Sustainable agriculture: solving the economic conundrum
Farming is a numbers game. But in the face of climate impacts, resource scarcity, water pressures, biodiversity loss and ever diminishing soil quality, maintaining livelihoods, let along boosting income, remains a struggle for many of the world’s farmers.
According to the World Bank, more than 60% of the world’s poorest people make a living from agriculture. Farming is incredibly important; it accounts for 4% of global GDP. In the developing world, it can account for more than 25% of GDP.
Financial stress is particularly acute for the millions of smallholder farmers that operate on land less than two hectares in size. These farmers produce between 30-34% of the world’s food, yet they are even more exposed to the risks of climate change, extreme weather and economic instability. Even farmers in the US find themselves under financial pressure, with more than half of the two million US farm households reporting negative income from their operations.
Farming communities are increasingly aware of the need to adopt more sustainable agriculture practices, including reducing the use of water and pesticides, and encouraging greater biodiversity in their fields to fend off damaging pests and diseases. Yet achieving these things can prove expensive and inaccessible, especially when faced with the day-to-day pressures of delivering crops and feeding the family.
Some have turned to sustainability certification as a way of turning the tide on their unprofitable and unproductive farms.
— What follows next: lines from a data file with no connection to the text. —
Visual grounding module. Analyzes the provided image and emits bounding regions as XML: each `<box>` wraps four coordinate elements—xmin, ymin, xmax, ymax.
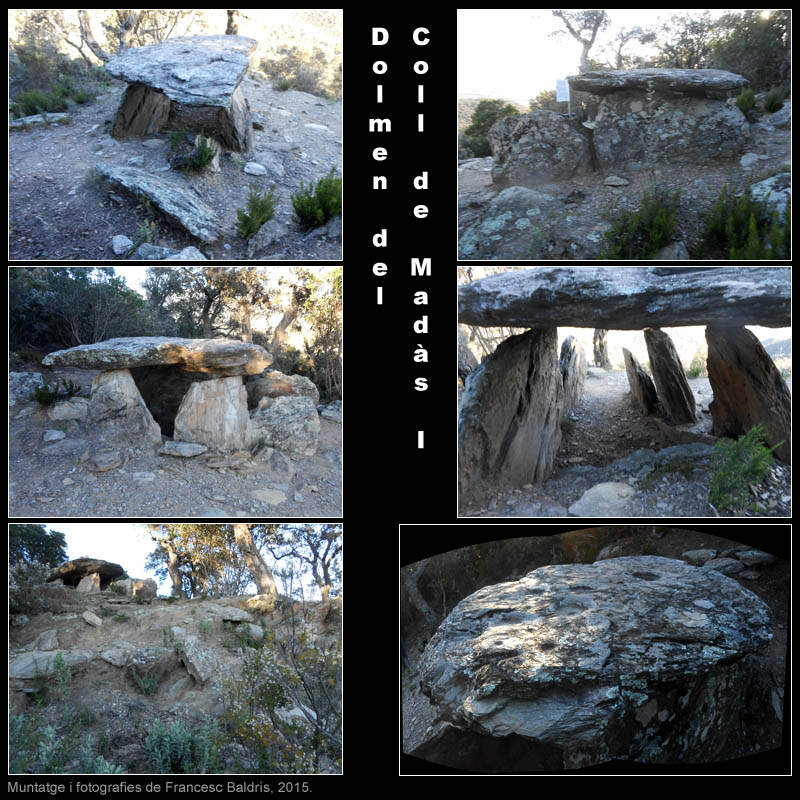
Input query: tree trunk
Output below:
<box><xmin>233</xmin><ymin>523</ymin><xmax>278</xmax><ymax>595</ymax></box>
<box><xmin>78</xmin><ymin>9</ymin><xmax>111</xmax><ymax>61</ymax></box>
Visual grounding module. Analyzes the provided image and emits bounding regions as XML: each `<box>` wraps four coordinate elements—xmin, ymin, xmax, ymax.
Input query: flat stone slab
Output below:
<box><xmin>105</xmin><ymin>36</ymin><xmax>258</xmax><ymax>107</ymax></box>
<box><xmin>42</xmin><ymin>336</ymin><xmax>272</xmax><ymax>376</ymax></box>
<box><xmin>415</xmin><ymin>556</ymin><xmax>772</xmax><ymax>771</ymax></box>
<box><xmin>458</xmin><ymin>267</ymin><xmax>791</xmax><ymax>330</ymax></box>
<box><xmin>567</xmin><ymin>68</ymin><xmax>749</xmax><ymax>97</ymax></box>
<box><xmin>94</xmin><ymin>164</ymin><xmax>220</xmax><ymax>243</ymax></box>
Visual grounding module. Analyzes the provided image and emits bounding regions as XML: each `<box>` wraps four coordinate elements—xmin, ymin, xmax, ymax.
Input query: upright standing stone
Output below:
<box><xmin>706</xmin><ymin>326</ymin><xmax>792</xmax><ymax>464</ymax></box>
<box><xmin>644</xmin><ymin>328</ymin><xmax>697</xmax><ymax>424</ymax></box>
<box><xmin>458</xmin><ymin>328</ymin><xmax>564</xmax><ymax>505</ymax></box>
<box><xmin>622</xmin><ymin>347</ymin><xmax>658</xmax><ymax>416</ymax></box>
<box><xmin>175</xmin><ymin>375</ymin><xmax>252</xmax><ymax>452</ymax></box>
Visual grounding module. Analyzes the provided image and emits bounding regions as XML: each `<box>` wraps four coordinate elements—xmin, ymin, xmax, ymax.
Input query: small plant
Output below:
<box><xmin>144</xmin><ymin>718</ymin><xmax>220</xmax><ymax>775</ymax></box>
<box><xmin>710</xmin><ymin>422</ymin><xmax>783</xmax><ymax>509</ymax></box>
<box><xmin>292</xmin><ymin>167</ymin><xmax>342</xmax><ymax>228</ymax></box>
<box><xmin>736</xmin><ymin>89</ymin><xmax>756</xmax><ymax>116</ymax></box>
<box><xmin>764</xmin><ymin>89</ymin><xmax>783</xmax><ymax>114</ymax></box>
<box><xmin>601</xmin><ymin>186</ymin><xmax>680</xmax><ymax>260</ymax></box>
<box><xmin>128</xmin><ymin>664</ymin><xmax>158</xmax><ymax>697</ymax></box>
<box><xmin>236</xmin><ymin>186</ymin><xmax>278</xmax><ymax>239</ymax></box>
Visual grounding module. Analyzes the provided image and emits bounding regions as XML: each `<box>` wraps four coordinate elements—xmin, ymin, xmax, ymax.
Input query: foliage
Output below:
<box><xmin>236</xmin><ymin>186</ymin><xmax>278</xmax><ymax>239</ymax></box>
<box><xmin>708</xmin><ymin>9</ymin><xmax>791</xmax><ymax>92</ymax></box>
<box><xmin>700</xmin><ymin>184</ymin><xmax>791</xmax><ymax>260</ymax></box>
<box><xmin>9</xmin><ymin>267</ymin><xmax>158</xmax><ymax>351</ymax></box>
<box><xmin>710</xmin><ymin>422</ymin><xmax>783</xmax><ymax>509</ymax></box>
<box><xmin>8</xmin><ymin>523</ymin><xmax>67</xmax><ymax>567</ymax></box>
<box><xmin>144</xmin><ymin>718</ymin><xmax>221</xmax><ymax>775</ymax></box>
<box><xmin>601</xmin><ymin>186</ymin><xmax>680</xmax><ymax>259</ymax></box>
<box><xmin>459</xmin><ymin>100</ymin><xmax>519</xmax><ymax>158</ymax></box>
<box><xmin>33</xmin><ymin>378</ymin><xmax>80</xmax><ymax>406</ymax></box>
<box><xmin>292</xmin><ymin>167</ymin><xmax>342</xmax><ymax>228</ymax></box>
<box><xmin>736</xmin><ymin>89</ymin><xmax>756</xmax><ymax>116</ymax></box>
<box><xmin>259</xmin><ymin>44</ymin><xmax>342</xmax><ymax>99</ymax></box>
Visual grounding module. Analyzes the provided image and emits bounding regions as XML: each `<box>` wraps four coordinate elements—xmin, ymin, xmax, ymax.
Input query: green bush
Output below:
<box><xmin>600</xmin><ymin>186</ymin><xmax>680</xmax><ymax>259</ymax></box>
<box><xmin>709</xmin><ymin>422</ymin><xmax>783</xmax><ymax>509</ymax></box>
<box><xmin>700</xmin><ymin>184</ymin><xmax>791</xmax><ymax>260</ymax></box>
<box><xmin>292</xmin><ymin>167</ymin><xmax>342</xmax><ymax>229</ymax></box>
<box><xmin>236</xmin><ymin>186</ymin><xmax>278</xmax><ymax>239</ymax></box>
<box><xmin>459</xmin><ymin>100</ymin><xmax>519</xmax><ymax>158</ymax></box>
<box><xmin>144</xmin><ymin>718</ymin><xmax>220</xmax><ymax>775</ymax></box>
<box><xmin>736</xmin><ymin>89</ymin><xmax>756</xmax><ymax>116</ymax></box>
<box><xmin>764</xmin><ymin>89</ymin><xmax>783</xmax><ymax>114</ymax></box>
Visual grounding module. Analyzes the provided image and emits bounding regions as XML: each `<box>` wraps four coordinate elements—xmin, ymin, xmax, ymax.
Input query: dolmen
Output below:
<box><xmin>412</xmin><ymin>556</ymin><xmax>780</xmax><ymax>772</ymax></box>
<box><xmin>458</xmin><ymin>267</ymin><xmax>791</xmax><ymax>506</ymax></box>
<box><xmin>105</xmin><ymin>36</ymin><xmax>257</xmax><ymax>151</ymax></box>
<box><xmin>567</xmin><ymin>69</ymin><xmax>750</xmax><ymax>169</ymax></box>
<box><xmin>42</xmin><ymin>336</ymin><xmax>319</xmax><ymax>457</ymax></box>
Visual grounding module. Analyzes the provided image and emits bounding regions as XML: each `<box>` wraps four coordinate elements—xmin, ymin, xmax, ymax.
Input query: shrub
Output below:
<box><xmin>764</xmin><ymin>89</ymin><xmax>783</xmax><ymax>114</ymax></box>
<box><xmin>601</xmin><ymin>186</ymin><xmax>680</xmax><ymax>259</ymax></box>
<box><xmin>236</xmin><ymin>186</ymin><xmax>278</xmax><ymax>239</ymax></box>
<box><xmin>736</xmin><ymin>89</ymin><xmax>756</xmax><ymax>116</ymax></box>
<box><xmin>700</xmin><ymin>184</ymin><xmax>791</xmax><ymax>260</ymax></box>
<box><xmin>144</xmin><ymin>718</ymin><xmax>220</xmax><ymax>775</ymax></box>
<box><xmin>292</xmin><ymin>167</ymin><xmax>342</xmax><ymax>229</ymax></box>
<box><xmin>709</xmin><ymin>422</ymin><xmax>783</xmax><ymax>509</ymax></box>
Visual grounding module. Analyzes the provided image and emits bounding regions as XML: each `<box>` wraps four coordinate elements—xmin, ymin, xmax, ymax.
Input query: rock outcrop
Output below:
<box><xmin>644</xmin><ymin>328</ymin><xmax>697</xmax><ymax>425</ymax></box>
<box><xmin>105</xmin><ymin>36</ymin><xmax>257</xmax><ymax>151</ymax></box>
<box><xmin>706</xmin><ymin>326</ymin><xmax>792</xmax><ymax>464</ymax></box>
<box><xmin>47</xmin><ymin>558</ymin><xmax>125</xmax><ymax>589</ymax></box>
<box><xmin>458</xmin><ymin>267</ymin><xmax>791</xmax><ymax>330</ymax></box>
<box><xmin>413</xmin><ymin>556</ymin><xmax>772</xmax><ymax>772</ymax></box>
<box><xmin>458</xmin><ymin>328</ymin><xmax>565</xmax><ymax>504</ymax></box>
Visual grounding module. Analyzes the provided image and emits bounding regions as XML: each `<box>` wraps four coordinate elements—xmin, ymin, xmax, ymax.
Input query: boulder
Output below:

For example, farmers that have signed up to the Sustainable Rice Platform (SRP), a multi-stakeholder alliance organised by the United Nations Environment Programme, have successfully raised standards and incomes. A quarter of the world’s farmers are rice smallholders earning no more than US$7 a day. Thanks to the SRP, rice farmers in Cambodia are now selling their rice at 30% above the market average because it has been certified as ‘organic’.
Similarly, CottonConnect has been working with a range of brands, including Primark and John Lewis, to train the cotton farmers which supply the manufacturers from which they source. On average, farmers have increased their profits by 36% thanks to agronomic training and boosted their yields by 11%.
Scaling technology use is a tough ask
However, to scale these types of results demands the widespread adoption of technologies that will transform the agricultural sector into a smart, efficient and zero-waste industry – and put a positive dent in the carbon and water impacts of food production (which currently account for 26% of global greenhouse gas emissions and 70% of global freshwater withdrawals respectively). And that’s not going to be easy, says Sagentia Innovation’s Chief Technology Officer, Alun James. “There’s an ever-increasing pressure on farmers to bring costs down and increase productivity across the board,” he says. “Labour costs are rising across the globe and many farmers, particularly in developing economies, are struggling to stay afloat as profit margins are eroded.” The increased uncertainty in the weather, brought about by climate change, also means many farmers face the potential of natural disasters wiping out entire harvests without warning.
“If we require farmers to adopt more sustainable practices, we must also recognise that this will have a substantial impact on both CAPEX and OPEX, potentially driving more farmers out of business.”
Recognising the gravity of the situation, several companies have started to react in protecting what they see as vulnerable suppliers. Companies like Nespresso find themselves particularly vulnerable. Most of their high-quality coffee is produced by smallholders operating small pockets of land in remote corners of the globe. One of those places is Aguadas, Caldas, a small town in the Andes mountains of Colombia. As with many coffee-growing rural communities, young people in Colombia are less interested in taking over the farms from their parents. They would rather go to the city and look for work. This presents an issue for Nespresso which needs to safeguard the supply of its coffee for the long term. So, the company set up a pension scheme for its smallholders – the first of its kind in the industry – to help improve the financial stability of farmers, and encourage the next generation to stick around.
A need for progressive legislation
Not all companies share the foresight of Nespresso and many will need convincing of the need to invest in supporting farmers at the end of their supply chain. What will help foster greater intervention will be a more progressive legislative agenda, argues James. “Many of the technological advances that are proposed as solutions – whether that’s indoor farming, precision agriculture or synthetic biology – have stumbling blocks due to the way the current system of farming subsidies incentivises mass crop production,” he says. Rather than favour the same efficiency incentives that have been chased for the last 50 years, the food system’s economics must be “reconfigured to benefit farmers who adopt sustainable practices,” he adds.
Food supply chains are often complex webs of different players all fighting for a slice of the pie. Yet, if they are all to be successful, each needs the other to be sustainable. “Food manufacturers need farmers. Brands need manufacturers. Retailers and consumers need the food companies,” concludes James. “Government intervention is key. But if we are to continue to get food on our plates – at a price we can all afford – everybody must work together and collaborate to find the best way forward.”